As I wrestle with these issues, I’m still finding it difficult to follow the advice of consultants and many other adoptive parents. Linda Bothun, a Washington teacher and lecturer, whose newsletter promotes positive attitudes about adoption in the media, agrees with others that an ideal way to handle nosy questions is to turn things around. If someone asks, “Where did you get her?,” respond with: “Why do you ask? ” That helps restore the balance of power, rather than leave the adoptive family in the spotlight. I’ve not used that yet, but it’s nice to have it in my repertoire. The details are, after all, none of their business, Bothun noted.
Maybe it’s not their business, but I happen to think that these new ways of forming families eventually will be the business of us all. For now, when people ask incredulously, “Is she your daughter?,” I just smile and say emphatically and proudly: “Yes!”
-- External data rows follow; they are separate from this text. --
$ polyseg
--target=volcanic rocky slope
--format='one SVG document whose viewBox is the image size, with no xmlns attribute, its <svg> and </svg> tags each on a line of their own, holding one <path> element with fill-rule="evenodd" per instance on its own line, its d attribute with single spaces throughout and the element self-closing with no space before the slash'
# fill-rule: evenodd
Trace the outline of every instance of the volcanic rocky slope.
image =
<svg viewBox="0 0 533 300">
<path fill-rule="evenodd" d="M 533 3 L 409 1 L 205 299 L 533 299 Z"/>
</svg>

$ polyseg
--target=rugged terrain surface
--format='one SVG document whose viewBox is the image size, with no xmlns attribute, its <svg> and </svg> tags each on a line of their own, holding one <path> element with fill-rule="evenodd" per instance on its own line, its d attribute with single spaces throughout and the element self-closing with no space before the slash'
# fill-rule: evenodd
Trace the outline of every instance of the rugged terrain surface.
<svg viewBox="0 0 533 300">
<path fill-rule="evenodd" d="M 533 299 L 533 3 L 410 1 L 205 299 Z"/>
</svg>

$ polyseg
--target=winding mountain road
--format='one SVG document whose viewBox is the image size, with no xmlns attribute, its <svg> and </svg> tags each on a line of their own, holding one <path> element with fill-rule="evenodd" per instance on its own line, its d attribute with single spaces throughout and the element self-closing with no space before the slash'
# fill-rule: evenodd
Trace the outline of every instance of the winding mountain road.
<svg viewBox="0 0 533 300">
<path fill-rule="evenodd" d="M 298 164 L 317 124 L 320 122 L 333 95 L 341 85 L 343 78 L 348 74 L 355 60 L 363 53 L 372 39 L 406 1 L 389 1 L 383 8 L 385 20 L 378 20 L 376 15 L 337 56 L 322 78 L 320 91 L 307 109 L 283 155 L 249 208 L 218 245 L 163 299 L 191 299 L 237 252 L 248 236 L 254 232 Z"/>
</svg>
Martha Groves, who lives in Los Angeles, adopted Nora Tai-Xiu Grove’s in Nanking in June 1994. This article first appeared in the Spring/Summer 1997 newsletter of the San Francisco Bay Area FCC. Reprinted with permission.
An FCC Readers Response:
Here’s what happened to me (47 year old ugly white Dad with my 21 month old cute as the dickens daughter, originally from Jiujiang, Jiangxi). I happened to be in the Marina district of San Francisco on a recent sunny afternoon, on a fruitless shopping expedition. Since my daughter and I had both been rushing around in the car most of the afternoon, I thought it would be fun to take a little e walk before returning home. We were busy strolling along, trying to pick up cigarette butts and gum from the sidewalk (!) and having a really nice walk, when two police squad cars came screeching up to the curb 30 feet from us. We carried on with our walk, but were prevented from continuing by two of the officers who said they needed to talk to me. They explained that they had had a call on a suspicious looking couple (me and my daughter) and required me to explain what I was doing with an Asian child. They were quite nice about but it was clear I was required to explain myself to them
Fortunately I had read the article ” Why are you kissing that child?” in a recent issue of our FCC newsletter and had taken the precaution of making sure that I had a picture of my daughter in my wallet (not that I needed much encouragement!). I told the officers that I really thought it was a shame that I should be required to explain my family’s racial make-up to them in front of my daughter but that I could hopefully prove my right to walk in public with my daughter by the photo in my wallet. This seemed sufficient evidence of my bona fides and we were allowed to proceed.
My daughter at least did not seem too disturbed by the events, and I hope she didn’t understand too many of the implications though she seems to understand just about everything else she sees and hears. I can see that the officers were in a difficult situation although it is hard to see what legal justification they actually had for stopping me.